Funny, I don’t remember ISO 25600 being in the table of reciprocal settings to get the same exposure with different ISO, shutter speed, and aperture combinations.  I still shake my head, remembering how excited my dad was when he discovered 800 ISO film.

In any case, getting 50ish people strung out in a line to all hold still for 1.3 seconds was not an option.  I experimented with even longer shutter speeds to see how much blur I got and whether I liked the effect or not.  I like the mood the slight blurring creates for the halloween theme quite a bit, actually.  The motion makes it seem more interesting somehow.

I might have gotten a bit carried away when I decided to try to create ghost images as people entered the trail.  I asked several groups to “slow walk” as they started down the trail in the hope of creating some really great apparitions.  This didn’t work out so well.  The people created more of a haze in my image instead of actual ghosts.  Next time, I will have them stand still for approximately 1/2 the time my shutter is open and see if that creates more of the effect I’m looking for.

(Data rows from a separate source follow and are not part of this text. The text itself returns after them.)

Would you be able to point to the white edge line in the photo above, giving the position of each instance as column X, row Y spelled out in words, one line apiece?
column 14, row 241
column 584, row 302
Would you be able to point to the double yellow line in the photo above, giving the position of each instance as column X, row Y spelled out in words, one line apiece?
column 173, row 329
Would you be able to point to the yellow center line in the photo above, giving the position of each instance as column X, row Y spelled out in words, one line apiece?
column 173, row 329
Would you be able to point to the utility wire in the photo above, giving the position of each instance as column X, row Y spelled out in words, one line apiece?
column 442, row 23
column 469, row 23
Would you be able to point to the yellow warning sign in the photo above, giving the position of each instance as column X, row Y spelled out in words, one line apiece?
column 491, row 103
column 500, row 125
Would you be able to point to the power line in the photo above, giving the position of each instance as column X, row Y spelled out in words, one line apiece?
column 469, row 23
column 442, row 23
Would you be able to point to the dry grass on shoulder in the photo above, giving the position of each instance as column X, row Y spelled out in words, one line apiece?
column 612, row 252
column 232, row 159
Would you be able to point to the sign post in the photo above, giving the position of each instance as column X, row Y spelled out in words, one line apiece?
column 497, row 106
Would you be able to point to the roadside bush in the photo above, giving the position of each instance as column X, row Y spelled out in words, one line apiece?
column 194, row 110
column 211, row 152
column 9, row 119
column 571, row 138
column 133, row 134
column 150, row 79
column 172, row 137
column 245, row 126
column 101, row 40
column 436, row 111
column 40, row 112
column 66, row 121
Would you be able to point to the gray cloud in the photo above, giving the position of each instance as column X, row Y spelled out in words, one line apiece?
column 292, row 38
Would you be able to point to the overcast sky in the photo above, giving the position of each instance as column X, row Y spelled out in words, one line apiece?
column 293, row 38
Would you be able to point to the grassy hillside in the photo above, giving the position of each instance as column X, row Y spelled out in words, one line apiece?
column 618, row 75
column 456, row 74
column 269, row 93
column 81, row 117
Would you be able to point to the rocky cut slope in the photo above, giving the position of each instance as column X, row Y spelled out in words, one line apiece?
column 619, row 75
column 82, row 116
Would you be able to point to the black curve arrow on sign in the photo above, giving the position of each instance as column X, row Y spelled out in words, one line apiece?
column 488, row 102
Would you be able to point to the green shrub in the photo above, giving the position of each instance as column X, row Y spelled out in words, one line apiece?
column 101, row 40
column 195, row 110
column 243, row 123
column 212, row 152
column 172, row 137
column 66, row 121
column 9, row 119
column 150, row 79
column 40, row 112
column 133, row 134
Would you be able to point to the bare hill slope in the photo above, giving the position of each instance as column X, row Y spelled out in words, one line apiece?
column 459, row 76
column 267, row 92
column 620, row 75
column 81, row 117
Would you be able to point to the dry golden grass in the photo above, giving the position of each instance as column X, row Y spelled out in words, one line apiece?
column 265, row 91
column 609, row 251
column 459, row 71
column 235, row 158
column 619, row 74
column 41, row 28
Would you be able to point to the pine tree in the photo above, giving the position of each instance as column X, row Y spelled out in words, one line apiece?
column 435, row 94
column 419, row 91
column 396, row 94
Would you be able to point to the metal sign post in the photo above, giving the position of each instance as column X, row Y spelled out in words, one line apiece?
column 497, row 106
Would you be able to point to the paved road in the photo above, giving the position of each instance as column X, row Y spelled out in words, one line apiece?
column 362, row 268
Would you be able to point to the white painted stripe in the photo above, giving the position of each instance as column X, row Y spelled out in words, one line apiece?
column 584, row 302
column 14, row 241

On a more positive note, I added an entertainment factor no one expected.  The people I asked to slow walk turned the assignment into the hokey pokey, robot moves, imitations of the 6 million dollar man (although I’m not sure any of them were old enough to have heard of him), and even a brief line dance.  I, on the other hand, did not do any dancing.

I find it an interesting psychological experiment:  ask people to perform and unusual but simple task and their self-consciousness causes them to turn it into something more usual, like dancing.  Or, maybe it’s more of an act of embracing a moment of silliness and just rolling with it?  Whichever the case, we all laughed a lot.